Ich schreibe diese Zeilen am 24. Februar 2023, einen Tag nachdem die Welt erfahren hat, dass Clemens G. Arvay sich am 18.02.2023 mit 42 Jahren das Leben genommen hat. 

Dies hat mich und mein Umfeld tief erschüttert, und fassungslos stehe ich einer Welt gegenüber, die ohne ihn ärmer geworden ist.

Clemens Arvay war unter anderem Biologe, freier Sachbuch-Autor, Wissenschafts-Journalist und Doktorand am Institut für Biologie der Universität Graz. Er hat sich kritisch mit der Corona-Pandemie auseinandergesetzt, in einer besonnenen, sorgfältigen und differenzierten Weise. Arvay beschäftigte sich intensiv mit umstrittenen Biotechnologien und engagierte sich leidenschaftlich im Tierschutz. Seine Masterarbeit hatte Clemens Arvay dem Thema Selbstversorgung gewidmet. Er hat zudem viele Jahre zum Thema Naturverbundenheit (Gesundheitsökologie; eine biologische Wissenschaft; Ökopsychosomatik) geforscht und publiziert und war dazu gern gesehener TV-Gast: Er informierte darüber, wie die Natur unser Immunsystem unterstützen kann, und betrachtete die Bedeutung kranker und gesunder Ökosysteme für den Menschen. ‒ Arvay hat sich also mit viel Sensibilität, Expertise und Herzblut dem gewidmet, das die Menschheit meiner Meinung nach noch erinnern und retten könnte, bevor sie sich, durch die Entfremdung der eigenen lebendigen Lebensgrundlagen gegenüber, selbst zerstört.  

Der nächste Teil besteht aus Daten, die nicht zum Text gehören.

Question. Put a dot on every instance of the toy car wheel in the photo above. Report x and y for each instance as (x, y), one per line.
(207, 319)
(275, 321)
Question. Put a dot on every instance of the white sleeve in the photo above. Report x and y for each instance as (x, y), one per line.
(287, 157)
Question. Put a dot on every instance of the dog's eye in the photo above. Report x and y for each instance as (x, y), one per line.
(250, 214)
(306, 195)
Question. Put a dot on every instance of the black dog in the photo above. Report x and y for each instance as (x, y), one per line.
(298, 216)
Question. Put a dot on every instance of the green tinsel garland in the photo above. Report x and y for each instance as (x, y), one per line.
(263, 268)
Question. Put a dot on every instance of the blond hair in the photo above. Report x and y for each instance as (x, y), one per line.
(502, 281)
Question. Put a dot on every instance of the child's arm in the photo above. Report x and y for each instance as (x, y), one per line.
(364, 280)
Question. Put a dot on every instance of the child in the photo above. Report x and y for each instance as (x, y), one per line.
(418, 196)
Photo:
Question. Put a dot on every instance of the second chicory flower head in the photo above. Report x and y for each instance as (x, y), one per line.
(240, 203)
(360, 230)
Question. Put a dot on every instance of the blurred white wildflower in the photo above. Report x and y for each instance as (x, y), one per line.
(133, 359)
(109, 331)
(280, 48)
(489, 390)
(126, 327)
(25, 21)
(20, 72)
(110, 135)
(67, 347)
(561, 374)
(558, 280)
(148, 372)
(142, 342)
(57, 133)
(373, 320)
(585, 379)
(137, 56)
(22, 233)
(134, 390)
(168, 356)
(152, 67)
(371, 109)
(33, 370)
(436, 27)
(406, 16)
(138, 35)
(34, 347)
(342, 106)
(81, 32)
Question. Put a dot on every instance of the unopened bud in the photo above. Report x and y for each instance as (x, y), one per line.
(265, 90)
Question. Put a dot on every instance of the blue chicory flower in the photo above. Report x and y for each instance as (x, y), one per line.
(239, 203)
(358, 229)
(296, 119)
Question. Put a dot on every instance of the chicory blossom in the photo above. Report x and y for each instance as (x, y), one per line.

Er hinterlässt einen kleinen Sohn, der Autist ist. Er hinterlässt mehrere geplante Projekte, wie eine neue Website arvay.tv, ein im Frühling erscheinendes Buch über Selbstversorgung und seine unvollendete Doktorarbeit.

Und er hinterlässt dieser Tage eine große dunkle Lücke, gleich einem Leuchtturm, der erloschen ist.

Seine offizielle Website ist nicht mehr erreichbar. Seine Videos zum Thema Corona sind auf «YouTube» gelöscht worden.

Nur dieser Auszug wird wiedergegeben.